For years, I’ve written about the creeping approach of central bank digital currencies (CBDCs) as a replacement for coin and paper money that will give government much deeper control over you. Now the time has arrived … IN THE US. Yesterday, The Federal Reserve Bank of New York published the following notice:
The Federal Reserve Bank of New York today announced that its New York Innovation Center (NYIC) will participate in a proof-of-concept project to explore the feasibility of an interoperable network of central bank wholesale digital money and commercial bank digital money operating on a shared multi-entity distributed ledger.

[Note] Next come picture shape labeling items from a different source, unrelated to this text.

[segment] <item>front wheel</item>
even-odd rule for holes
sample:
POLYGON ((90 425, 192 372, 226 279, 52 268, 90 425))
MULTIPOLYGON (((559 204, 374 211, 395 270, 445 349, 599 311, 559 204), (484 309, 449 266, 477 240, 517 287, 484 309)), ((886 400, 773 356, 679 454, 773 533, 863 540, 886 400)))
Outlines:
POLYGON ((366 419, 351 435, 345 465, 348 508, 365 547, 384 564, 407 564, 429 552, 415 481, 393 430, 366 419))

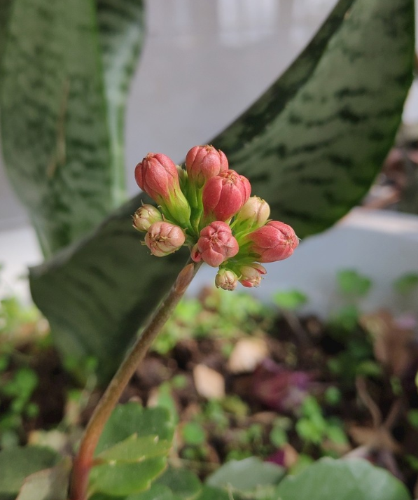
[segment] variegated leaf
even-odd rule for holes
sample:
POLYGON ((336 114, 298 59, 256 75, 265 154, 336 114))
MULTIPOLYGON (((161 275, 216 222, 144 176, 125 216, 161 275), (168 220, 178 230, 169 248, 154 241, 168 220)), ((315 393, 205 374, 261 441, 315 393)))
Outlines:
MULTIPOLYGON (((377 172, 412 80, 413 11, 413 0, 340 0, 301 59, 211 141, 299 236, 337 221, 377 172)), ((186 260, 146 255, 130 228, 141 199, 31 273, 62 351, 97 356, 105 377, 186 260)))
POLYGON ((141 0, 14 0, 1 68, 3 150, 47 256, 123 198, 121 116, 141 17, 141 0))

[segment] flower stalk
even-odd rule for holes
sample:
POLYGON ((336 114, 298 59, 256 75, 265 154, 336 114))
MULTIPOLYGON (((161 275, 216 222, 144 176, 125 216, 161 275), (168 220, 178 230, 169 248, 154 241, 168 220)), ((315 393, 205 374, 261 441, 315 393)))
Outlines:
POLYGON ((94 453, 106 422, 127 383, 142 361, 154 339, 184 295, 202 263, 190 260, 181 270, 160 307, 145 326, 142 334, 127 354, 109 384, 86 427, 78 452, 74 459, 71 481, 71 500, 85 500, 88 476, 94 465, 94 453))

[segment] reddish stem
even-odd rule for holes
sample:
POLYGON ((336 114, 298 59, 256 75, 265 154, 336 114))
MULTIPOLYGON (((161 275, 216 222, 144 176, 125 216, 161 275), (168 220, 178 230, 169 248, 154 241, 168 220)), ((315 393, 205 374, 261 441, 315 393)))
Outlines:
POLYGON ((70 500, 86 500, 88 476, 93 465, 93 456, 104 426, 139 363, 145 356, 201 265, 201 263, 189 263, 180 272, 165 299, 150 319, 141 337, 123 361, 99 401, 85 429, 78 452, 74 459, 70 485, 70 500))

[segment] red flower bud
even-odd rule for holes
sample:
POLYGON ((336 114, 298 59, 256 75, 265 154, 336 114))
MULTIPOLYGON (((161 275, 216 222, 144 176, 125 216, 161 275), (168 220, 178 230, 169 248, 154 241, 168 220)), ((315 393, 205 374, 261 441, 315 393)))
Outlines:
POLYGON ((146 203, 137 210, 133 219, 134 228, 139 231, 148 231, 151 224, 162 221, 162 216, 158 208, 146 203))
POLYGON ((246 240, 251 242, 249 251, 259 262, 274 262, 290 257, 299 244, 299 239, 290 225, 271 221, 250 232, 246 240))
POLYGON ((207 218, 228 221, 242 207, 251 191, 249 181, 235 170, 228 170, 209 179, 202 199, 207 218))
POLYGON ((239 227, 245 224, 249 229, 256 229, 264 225, 270 216, 268 203, 258 196, 251 196, 237 214, 235 220, 239 227))
POLYGON ((220 269, 215 277, 215 285, 217 289, 232 291, 238 284, 238 277, 230 269, 220 269))
POLYGON ((201 188, 211 177, 228 170, 228 159, 213 146, 195 146, 186 156, 186 169, 190 181, 201 188))
POLYGON ((200 231, 200 237, 192 250, 192 258, 195 262, 203 260, 212 268, 217 268, 237 255, 239 249, 230 226, 216 221, 200 231))
POLYGON ((180 190, 179 172, 174 162, 160 153, 148 153, 135 167, 135 181, 159 204, 169 198, 170 193, 180 190))
POLYGON ((145 235, 146 246, 157 257, 164 257, 179 250, 185 240, 181 228, 168 222, 155 222, 145 235))
POLYGON ((242 265, 239 268, 239 283, 247 288, 259 286, 261 283, 262 275, 265 275, 265 268, 261 264, 253 263, 249 265, 242 265))

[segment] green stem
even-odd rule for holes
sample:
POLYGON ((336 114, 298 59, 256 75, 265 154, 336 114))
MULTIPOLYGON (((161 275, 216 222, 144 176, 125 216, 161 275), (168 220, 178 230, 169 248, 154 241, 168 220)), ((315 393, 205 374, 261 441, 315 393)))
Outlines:
POLYGON ((184 295, 200 265, 201 263, 195 263, 189 259, 99 401, 74 459, 70 487, 71 500, 86 500, 88 475, 93 465, 93 455, 104 426, 139 363, 184 295))

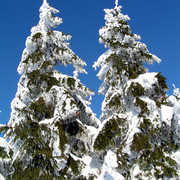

“Distributed ledger” implies something like a crypto currency, but in this case, a digital currency that is centrally controlled though a ledger the Fed operates that is distributed among all banks. Essentially, the system will allow all banks that are members of the Federal Reserve system to transact their customer’s digital currency on a ledger that works between all banks before they settle through central-bank reserves automatically.
In simple words, the Fed is beginning to work out its operations with actual banks for the introduction of a digital dollar to replace the dollar we now have. However, this digital dollar will be much more integrated with the Fed and Feds than cryptocurrencies are.
The cashless society is becoming real — very, VERY real, very, very fast
A few years ago, I reported in my Patron Posts on China’s roll-out of its test version of a CBDC just before they actually rolled it out. Then this spring, I reported how President Biden had just issued an executive order in March to prepare by November for the early stages of a roll-out of a digital dollar. And now we see it happening.
First, I reported in a Patron Post last March how President Biden had said at a business roundtable,
Now is the time when things are shifting and there’s going to be a new world order out there, and we’ve got to lead it. We’ve got to unite the rest of the free world in doing it…
— President Joe Biden at a business roundtable on Monday (Real Clear Politics)
Of course, another “new world order” will include a new-world currency at some point to maintain US hegemony, and the president within days made that clear as well. So, in April I wrote another Patron Post saying,
That’s why we finally witnessed this month actual news of the Biden Administration taking a significant step toward the introduction of a US CBDC from the Fed. This month we shifted from an internal central-bank-level discussion to having all government agencies join the conversation during the next six months about actual implementation and how introduction of a CBDC will impact their agency for better or for worse:
“The [executive order] directs the U.S. Treasury, and other federal agencies, to study the development of the new CBDC and report back within 180 days of the potential risks and benefits of a digital dollar. The EO also directs the Treasury Department, Office of the Attorney General and Federal Reserve to produce a ‘legislative proposal’ to create a digital currency within 210 days, about seven months. The digital dollar is coming, and it’s coming quick.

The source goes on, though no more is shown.